В голове каша и какое-то непонимание происходящего, муть, пелена и пронзающая всепоглощающая сознание боль. Она не дает ни на чем сосредоточиться. Удерживает меня от провала в беспамятство лишь страх. Или животный инстинкт. Не знаю. Но это не страх смерти.
Смерти я почему-то никогда особо не боялся. Наверное, потому, что уже однажды умирал.

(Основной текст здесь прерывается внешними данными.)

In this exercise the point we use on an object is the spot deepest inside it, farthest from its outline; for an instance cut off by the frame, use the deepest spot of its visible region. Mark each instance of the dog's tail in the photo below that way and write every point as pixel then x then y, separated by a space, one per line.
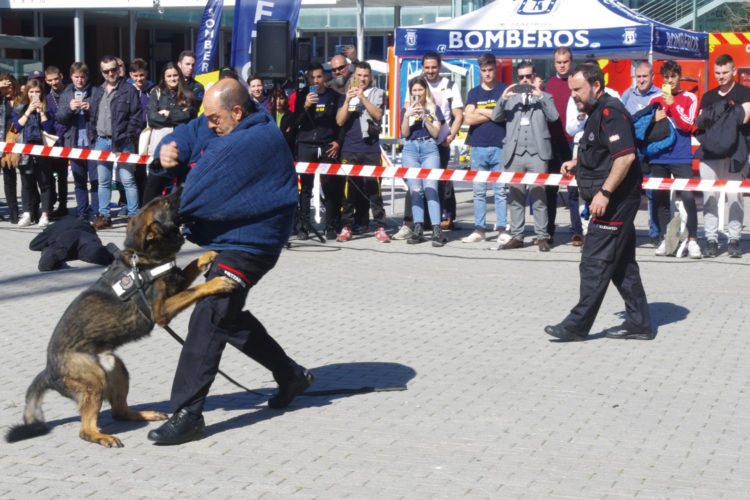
pixel 33 417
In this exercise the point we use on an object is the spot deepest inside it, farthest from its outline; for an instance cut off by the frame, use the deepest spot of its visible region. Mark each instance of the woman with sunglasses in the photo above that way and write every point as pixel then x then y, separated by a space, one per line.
pixel 420 126
pixel 10 95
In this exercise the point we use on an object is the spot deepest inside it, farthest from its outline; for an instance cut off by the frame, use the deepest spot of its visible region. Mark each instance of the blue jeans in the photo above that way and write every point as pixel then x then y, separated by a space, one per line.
pixel 422 154
pixel 104 173
pixel 488 158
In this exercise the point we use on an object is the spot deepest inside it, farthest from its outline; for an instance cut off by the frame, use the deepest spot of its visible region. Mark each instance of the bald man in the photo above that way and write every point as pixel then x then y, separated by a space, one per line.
pixel 241 195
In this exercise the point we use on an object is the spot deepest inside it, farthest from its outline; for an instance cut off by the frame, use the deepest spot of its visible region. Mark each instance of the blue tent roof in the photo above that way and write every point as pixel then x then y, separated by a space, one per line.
pixel 533 28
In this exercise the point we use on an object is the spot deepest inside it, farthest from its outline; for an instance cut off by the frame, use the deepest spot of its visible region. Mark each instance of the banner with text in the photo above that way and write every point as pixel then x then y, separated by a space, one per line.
pixel 208 37
pixel 249 12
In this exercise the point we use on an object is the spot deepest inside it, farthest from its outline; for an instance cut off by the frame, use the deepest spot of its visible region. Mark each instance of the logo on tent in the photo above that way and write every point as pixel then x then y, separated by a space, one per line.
pixel 628 38
pixel 411 38
pixel 534 7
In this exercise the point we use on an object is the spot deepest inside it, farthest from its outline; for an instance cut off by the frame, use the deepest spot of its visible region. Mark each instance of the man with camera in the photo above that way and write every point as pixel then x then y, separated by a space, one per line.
pixel 317 141
pixel 76 111
pixel 527 148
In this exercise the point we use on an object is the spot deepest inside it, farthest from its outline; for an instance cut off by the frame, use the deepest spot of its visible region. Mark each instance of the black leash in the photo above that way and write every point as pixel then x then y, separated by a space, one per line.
pixel 173 334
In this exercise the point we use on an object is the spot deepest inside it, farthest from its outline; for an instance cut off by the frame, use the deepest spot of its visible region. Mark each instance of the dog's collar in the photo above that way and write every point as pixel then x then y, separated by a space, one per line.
pixel 126 284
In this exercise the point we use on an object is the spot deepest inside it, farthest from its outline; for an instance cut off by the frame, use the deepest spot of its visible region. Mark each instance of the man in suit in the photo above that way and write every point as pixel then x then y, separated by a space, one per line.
pixel 527 148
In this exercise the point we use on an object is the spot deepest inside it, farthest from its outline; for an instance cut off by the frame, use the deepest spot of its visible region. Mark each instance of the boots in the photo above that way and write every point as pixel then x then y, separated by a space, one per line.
pixel 417 234
pixel 438 239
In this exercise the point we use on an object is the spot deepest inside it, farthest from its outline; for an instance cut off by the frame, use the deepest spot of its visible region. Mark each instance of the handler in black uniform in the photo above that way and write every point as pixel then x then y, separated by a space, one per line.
pixel 609 178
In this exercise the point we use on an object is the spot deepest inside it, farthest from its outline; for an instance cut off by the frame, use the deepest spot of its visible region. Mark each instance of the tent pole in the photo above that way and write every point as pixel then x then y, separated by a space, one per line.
pixel 361 30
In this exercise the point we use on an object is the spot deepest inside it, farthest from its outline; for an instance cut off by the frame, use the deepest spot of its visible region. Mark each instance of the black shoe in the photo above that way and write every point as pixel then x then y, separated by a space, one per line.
pixel 622 332
pixel 181 427
pixel 438 239
pixel 291 389
pixel 712 248
pixel 417 235
pixel 733 249
pixel 512 243
pixel 562 333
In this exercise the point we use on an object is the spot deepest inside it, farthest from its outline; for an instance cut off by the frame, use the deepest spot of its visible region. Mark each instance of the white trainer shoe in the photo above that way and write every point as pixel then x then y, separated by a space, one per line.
pixel 404 232
pixel 694 250
pixel 661 250
pixel 474 237
pixel 25 220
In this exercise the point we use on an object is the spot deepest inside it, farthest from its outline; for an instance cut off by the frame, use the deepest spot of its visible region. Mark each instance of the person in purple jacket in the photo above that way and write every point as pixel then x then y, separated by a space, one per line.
pixel 53 77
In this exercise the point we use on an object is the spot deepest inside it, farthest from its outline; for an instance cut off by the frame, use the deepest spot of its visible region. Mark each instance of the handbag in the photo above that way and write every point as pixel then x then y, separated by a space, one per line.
pixel 49 139
pixel 144 140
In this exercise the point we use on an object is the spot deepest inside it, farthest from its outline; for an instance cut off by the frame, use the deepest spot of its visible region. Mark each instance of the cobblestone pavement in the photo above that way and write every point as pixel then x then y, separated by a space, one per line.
pixel 493 409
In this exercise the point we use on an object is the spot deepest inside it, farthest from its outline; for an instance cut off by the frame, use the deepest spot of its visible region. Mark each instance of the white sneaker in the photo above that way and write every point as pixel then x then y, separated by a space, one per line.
pixel 474 237
pixel 661 250
pixel 502 239
pixel 404 232
pixel 25 220
pixel 694 250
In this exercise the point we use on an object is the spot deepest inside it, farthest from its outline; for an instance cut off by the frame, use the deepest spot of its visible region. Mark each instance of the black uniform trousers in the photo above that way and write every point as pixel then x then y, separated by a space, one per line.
pixel 362 194
pixel 333 188
pixel 609 255
pixel 220 319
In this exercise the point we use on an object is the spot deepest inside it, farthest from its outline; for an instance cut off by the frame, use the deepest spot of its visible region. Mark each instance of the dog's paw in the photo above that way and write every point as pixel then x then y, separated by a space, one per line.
pixel 222 284
pixel 206 259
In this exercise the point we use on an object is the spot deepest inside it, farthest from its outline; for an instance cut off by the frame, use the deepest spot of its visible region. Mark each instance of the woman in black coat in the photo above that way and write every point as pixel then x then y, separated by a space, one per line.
pixel 170 103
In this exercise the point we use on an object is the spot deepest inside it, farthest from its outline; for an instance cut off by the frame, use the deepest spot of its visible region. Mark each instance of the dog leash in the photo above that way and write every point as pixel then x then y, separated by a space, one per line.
pixel 174 335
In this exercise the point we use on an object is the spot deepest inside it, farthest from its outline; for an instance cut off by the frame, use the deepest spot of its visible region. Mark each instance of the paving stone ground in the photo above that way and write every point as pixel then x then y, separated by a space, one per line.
pixel 493 409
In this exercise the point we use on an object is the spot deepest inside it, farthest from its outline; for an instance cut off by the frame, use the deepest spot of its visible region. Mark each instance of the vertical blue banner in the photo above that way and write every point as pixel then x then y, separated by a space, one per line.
pixel 249 12
pixel 208 37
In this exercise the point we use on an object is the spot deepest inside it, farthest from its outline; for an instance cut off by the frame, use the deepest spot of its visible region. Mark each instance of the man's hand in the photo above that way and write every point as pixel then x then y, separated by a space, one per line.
pixel 350 52
pixel 568 168
pixel 311 99
pixel 168 155
pixel 598 205
pixel 333 149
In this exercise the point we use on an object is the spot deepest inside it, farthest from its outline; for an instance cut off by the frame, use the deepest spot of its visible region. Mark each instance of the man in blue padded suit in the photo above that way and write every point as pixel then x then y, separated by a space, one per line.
pixel 241 194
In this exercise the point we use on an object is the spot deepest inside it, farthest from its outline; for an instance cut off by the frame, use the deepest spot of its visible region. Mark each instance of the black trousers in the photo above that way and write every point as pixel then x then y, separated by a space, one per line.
pixel 59 166
pixel 445 188
pixel 333 188
pixel 609 255
pixel 218 320
pixel 661 197
pixel 362 194
pixel 10 185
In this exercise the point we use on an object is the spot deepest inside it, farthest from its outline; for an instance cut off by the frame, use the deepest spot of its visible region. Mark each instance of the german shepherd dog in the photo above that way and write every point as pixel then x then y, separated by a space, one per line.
pixel 80 361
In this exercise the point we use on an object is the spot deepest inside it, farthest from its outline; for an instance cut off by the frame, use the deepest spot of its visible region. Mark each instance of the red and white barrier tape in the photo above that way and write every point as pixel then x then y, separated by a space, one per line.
pixel 398 172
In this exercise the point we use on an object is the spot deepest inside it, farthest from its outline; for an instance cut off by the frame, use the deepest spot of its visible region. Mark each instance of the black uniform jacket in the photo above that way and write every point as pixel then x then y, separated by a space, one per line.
pixel 608 134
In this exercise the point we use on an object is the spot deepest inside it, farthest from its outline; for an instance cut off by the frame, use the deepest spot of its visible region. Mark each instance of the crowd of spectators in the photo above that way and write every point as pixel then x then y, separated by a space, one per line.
pixel 528 126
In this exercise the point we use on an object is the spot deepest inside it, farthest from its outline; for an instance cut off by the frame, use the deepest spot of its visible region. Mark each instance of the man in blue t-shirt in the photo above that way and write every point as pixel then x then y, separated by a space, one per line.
pixel 486 139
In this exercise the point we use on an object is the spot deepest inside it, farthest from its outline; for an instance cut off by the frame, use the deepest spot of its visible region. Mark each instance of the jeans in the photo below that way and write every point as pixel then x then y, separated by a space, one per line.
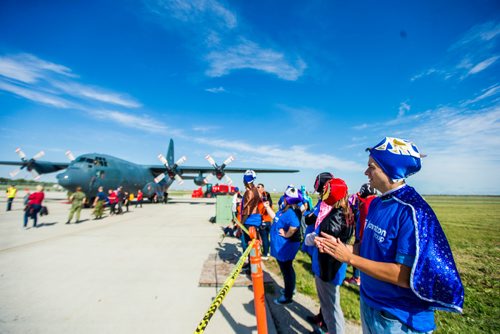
pixel 380 322
pixel 329 298
pixel 9 203
pixel 288 273
pixel 264 235
pixel 33 213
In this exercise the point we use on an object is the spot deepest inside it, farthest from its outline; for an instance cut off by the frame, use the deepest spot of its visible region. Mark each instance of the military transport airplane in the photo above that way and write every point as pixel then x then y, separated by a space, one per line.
pixel 92 170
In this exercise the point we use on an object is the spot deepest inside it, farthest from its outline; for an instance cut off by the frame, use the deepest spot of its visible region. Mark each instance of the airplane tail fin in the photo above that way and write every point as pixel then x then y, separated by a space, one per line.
pixel 170 153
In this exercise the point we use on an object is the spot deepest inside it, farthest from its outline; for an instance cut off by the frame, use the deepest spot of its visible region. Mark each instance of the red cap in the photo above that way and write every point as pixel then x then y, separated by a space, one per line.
pixel 334 190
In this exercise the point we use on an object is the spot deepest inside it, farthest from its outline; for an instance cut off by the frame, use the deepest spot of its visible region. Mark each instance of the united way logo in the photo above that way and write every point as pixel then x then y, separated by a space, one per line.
pixel 399 147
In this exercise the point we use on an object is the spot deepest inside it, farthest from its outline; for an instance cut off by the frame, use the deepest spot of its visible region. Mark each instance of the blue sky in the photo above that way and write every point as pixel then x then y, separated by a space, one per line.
pixel 280 84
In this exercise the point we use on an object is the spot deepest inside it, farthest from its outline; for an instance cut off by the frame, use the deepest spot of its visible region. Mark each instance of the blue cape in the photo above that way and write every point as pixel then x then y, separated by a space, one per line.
pixel 434 276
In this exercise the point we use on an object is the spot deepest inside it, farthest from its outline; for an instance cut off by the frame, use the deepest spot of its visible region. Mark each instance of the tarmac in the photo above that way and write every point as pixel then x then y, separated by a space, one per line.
pixel 138 272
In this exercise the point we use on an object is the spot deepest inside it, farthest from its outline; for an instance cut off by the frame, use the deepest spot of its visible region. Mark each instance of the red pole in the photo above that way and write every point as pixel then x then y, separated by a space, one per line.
pixel 258 284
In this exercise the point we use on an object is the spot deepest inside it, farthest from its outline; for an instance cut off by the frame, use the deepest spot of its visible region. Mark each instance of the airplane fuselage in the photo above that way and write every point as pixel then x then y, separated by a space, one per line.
pixel 90 171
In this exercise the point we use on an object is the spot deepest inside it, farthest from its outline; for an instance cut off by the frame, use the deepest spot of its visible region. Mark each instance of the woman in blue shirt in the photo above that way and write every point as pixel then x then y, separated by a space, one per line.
pixel 285 239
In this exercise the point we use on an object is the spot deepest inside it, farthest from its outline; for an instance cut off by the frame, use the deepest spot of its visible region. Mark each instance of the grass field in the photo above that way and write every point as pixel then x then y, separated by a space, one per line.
pixel 471 224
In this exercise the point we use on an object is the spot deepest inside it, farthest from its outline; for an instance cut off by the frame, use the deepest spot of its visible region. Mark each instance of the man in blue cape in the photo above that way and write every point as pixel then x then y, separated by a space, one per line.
pixel 407 268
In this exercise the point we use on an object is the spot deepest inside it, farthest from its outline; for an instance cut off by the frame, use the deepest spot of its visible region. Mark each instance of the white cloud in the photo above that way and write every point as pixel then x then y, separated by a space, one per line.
pixel 361 126
pixel 486 93
pixel 249 55
pixel 97 94
pixel 292 157
pixel 194 11
pixel 483 65
pixel 216 90
pixel 56 86
pixel 142 122
pixel 403 109
pixel 474 52
pixel 205 128
pixel 36 96
pixel 29 69
pixel 478 34
pixel 217 27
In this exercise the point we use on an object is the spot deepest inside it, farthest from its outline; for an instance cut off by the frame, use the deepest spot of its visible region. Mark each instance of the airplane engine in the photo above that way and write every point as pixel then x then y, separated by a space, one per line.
pixel 199 180
pixel 152 188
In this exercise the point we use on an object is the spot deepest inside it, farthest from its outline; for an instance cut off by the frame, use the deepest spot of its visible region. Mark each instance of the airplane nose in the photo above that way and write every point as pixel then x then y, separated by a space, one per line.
pixel 63 179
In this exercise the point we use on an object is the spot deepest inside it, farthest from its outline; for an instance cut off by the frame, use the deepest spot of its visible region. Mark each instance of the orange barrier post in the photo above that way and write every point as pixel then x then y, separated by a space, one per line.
pixel 258 284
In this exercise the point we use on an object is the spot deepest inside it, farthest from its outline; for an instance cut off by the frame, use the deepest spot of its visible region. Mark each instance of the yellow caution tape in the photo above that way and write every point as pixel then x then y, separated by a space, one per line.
pixel 242 227
pixel 223 292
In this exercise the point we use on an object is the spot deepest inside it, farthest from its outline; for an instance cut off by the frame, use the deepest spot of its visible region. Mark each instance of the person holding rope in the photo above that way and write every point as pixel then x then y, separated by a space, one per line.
pixel 285 239
pixel 250 214
pixel 407 267
pixel 336 220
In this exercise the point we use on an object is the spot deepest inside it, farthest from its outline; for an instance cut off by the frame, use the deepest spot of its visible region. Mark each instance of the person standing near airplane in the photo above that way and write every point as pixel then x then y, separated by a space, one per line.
pixel 250 214
pixel 11 194
pixel 285 240
pixel 99 202
pixel 265 228
pixel 77 200
pixel 407 267
pixel 120 196
pixel 140 197
pixel 34 206
pixel 112 199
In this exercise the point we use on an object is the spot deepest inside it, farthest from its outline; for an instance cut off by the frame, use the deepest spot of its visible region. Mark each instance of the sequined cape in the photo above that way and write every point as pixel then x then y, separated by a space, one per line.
pixel 434 276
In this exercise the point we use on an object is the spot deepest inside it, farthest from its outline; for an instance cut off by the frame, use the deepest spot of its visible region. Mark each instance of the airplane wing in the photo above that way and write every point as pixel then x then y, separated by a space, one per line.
pixel 42 167
pixel 158 169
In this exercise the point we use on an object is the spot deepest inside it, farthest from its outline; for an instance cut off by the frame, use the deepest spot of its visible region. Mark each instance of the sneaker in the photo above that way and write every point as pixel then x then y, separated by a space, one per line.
pixel 282 301
pixel 282 291
pixel 352 281
pixel 315 319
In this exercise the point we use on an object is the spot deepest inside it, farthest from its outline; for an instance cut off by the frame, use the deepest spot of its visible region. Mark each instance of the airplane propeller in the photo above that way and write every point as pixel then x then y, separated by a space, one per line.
pixel 171 170
pixel 29 164
pixel 219 170
pixel 70 155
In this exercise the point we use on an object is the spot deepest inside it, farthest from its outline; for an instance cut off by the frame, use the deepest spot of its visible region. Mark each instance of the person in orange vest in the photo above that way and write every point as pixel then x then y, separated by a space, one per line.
pixel 139 198
pixel 11 194
pixel 112 199
pixel 265 228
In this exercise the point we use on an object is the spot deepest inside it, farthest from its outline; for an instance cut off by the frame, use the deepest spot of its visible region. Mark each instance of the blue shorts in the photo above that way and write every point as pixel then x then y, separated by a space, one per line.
pixel 380 322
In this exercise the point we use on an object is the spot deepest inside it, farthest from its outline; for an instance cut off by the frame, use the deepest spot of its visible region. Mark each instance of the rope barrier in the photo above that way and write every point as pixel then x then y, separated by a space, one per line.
pixel 243 228
pixel 223 292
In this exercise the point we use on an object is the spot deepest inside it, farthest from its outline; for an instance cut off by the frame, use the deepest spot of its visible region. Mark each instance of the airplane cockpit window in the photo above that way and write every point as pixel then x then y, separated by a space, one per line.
pixel 99 161
pixel 83 159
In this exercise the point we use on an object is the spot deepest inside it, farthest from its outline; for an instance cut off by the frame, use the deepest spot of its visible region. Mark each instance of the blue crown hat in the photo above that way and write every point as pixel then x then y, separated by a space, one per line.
pixel 293 196
pixel 249 176
pixel 398 158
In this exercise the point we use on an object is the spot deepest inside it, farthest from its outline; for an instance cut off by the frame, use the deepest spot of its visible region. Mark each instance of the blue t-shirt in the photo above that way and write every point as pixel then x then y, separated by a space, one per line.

Нет, я всегда страшился того, что стану инвалидом, беспомощным и никому не нужным человеком, буду лежать бессознательным и тупым овощем, жизнь которого придется поддерживаться через трубочку. А тут все очень похоже на то, что так и произошло. Не могу пошевелиться. Не чувствую ни рук, ни ног. Только боль и тошнота не в моем теле, а где-то в моей голове. Она билась в моем сознании, и затопила все его. И поэтому я боюсь. Не хочу. Так жить не хочу. Лучше уйти за грань. Начинает накатывать паника.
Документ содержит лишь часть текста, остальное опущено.